VMware Tools authentication bypass vulnerability, tracked as CVE-2023-20867 (CVSS score: 3.9), “enabled privileged command execution in Windows, Linux, and PhotonOS (vCenter) guest VMs with no authentication of guest credentials from compromised ESXi hosts and no default logs on guest VMs,” Mandiant said.
UNC3886 was originally documented by Google’s threat intelligence firm in September 2022 as a cyber espionage perpetrator who infected VMware ESXi and vCenter servers with backdoors named VIRTUALPITA and VIRTUALPIE.
Earlier this March, the group was linked to exploiting a medium-severity security flaw that has now been patched in the Fortinet FortiOS operating system to implant network equipment and interact with the aforementioned malware.
Threat actors have been described as a “highly adept” collective of adversaries targeting defense, technology and telecommunications organizations in the US, Japan and the Asia-Pacific region.
“The group has access to extensive research and support to understand the underlying technologies of the targeted equipment,” said researcher Mandiant, citing a pattern of weaponization weaknesses in firewall and virtualization software that do not support EDR solutions.
As part of its attempts to exploit ESXi systems, threat actors have also been observed seizing credentials from vCenter servers as well as abusing CVE-2023-20867 to execute commands and transfer files to and from guest VMs of compromised ESXi hosts.
An important aspect of the UNC3886’s expertise is the use of the Virtual Machine Communication Interface (VMCI) socket for lateral movement and continuous persistence, allowing it to establish a secret channel between the ESXi host and its guest VMs.
🔐 Mastering API Security: Understanding Your True Attack Surface
Discover untapped vulnerabilities in your API ecosystem and take proactive steps towards tight security. Join our insightful webinar!

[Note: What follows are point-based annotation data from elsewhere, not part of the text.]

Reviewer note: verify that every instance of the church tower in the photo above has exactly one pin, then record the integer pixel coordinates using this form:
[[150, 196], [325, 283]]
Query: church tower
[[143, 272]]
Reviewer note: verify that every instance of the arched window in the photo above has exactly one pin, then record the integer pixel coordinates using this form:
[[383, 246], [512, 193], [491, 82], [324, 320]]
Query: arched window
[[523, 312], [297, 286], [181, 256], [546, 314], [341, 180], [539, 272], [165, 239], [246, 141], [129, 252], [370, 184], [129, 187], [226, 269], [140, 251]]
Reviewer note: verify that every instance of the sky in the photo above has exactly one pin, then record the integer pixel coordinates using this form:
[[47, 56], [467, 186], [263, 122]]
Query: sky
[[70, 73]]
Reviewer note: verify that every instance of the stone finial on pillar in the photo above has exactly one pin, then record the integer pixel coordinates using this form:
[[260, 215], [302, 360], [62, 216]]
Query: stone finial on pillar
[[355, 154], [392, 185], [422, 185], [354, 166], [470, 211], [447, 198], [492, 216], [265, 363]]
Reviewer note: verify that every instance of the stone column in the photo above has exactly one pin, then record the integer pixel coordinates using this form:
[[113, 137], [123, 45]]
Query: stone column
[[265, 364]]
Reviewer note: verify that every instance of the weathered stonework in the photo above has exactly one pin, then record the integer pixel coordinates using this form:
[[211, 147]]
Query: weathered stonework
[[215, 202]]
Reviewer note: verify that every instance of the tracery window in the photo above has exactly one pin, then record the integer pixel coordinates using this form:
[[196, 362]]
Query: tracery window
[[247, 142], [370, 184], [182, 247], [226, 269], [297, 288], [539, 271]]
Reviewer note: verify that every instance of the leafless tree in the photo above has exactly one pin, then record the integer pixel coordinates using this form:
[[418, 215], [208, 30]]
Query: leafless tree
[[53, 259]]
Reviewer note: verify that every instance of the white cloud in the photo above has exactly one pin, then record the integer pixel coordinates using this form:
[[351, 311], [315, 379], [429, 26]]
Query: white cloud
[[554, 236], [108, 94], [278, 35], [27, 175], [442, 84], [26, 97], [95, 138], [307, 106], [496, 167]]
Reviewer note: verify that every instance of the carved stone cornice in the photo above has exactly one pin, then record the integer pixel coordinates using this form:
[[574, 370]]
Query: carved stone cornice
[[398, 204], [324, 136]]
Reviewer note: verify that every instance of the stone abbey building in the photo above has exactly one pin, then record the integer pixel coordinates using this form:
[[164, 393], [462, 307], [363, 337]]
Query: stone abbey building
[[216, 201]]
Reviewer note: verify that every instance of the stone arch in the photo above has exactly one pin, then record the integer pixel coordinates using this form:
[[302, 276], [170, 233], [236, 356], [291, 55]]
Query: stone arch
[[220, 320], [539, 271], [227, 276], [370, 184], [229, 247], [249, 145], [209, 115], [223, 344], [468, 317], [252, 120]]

“This open channel of communication between the guest and the host, where either role can act as client or server, has enabled a new way to regain access on an ESXi backdoor host as long as the backdoor is deployed and the attacker gains initial access to any guest machine,” the company said.
The development comes as the Sina Kheirkhah Summoning Team researchers disclosed three distinct flaws in VMware Aria Operations for Networks (CVE-2023-20887, CVE-2023-20888, and CVE-2023-20889) that could result in remote code execution.
“UNC3886 continues to present a challenge to investigators by disabling and crashing logging services, selectively deleting log events related to their activity,” he further added. “Retroactive purges of threat actors carried out within days of their previous public disclosure of their activities show how vigilant they are.”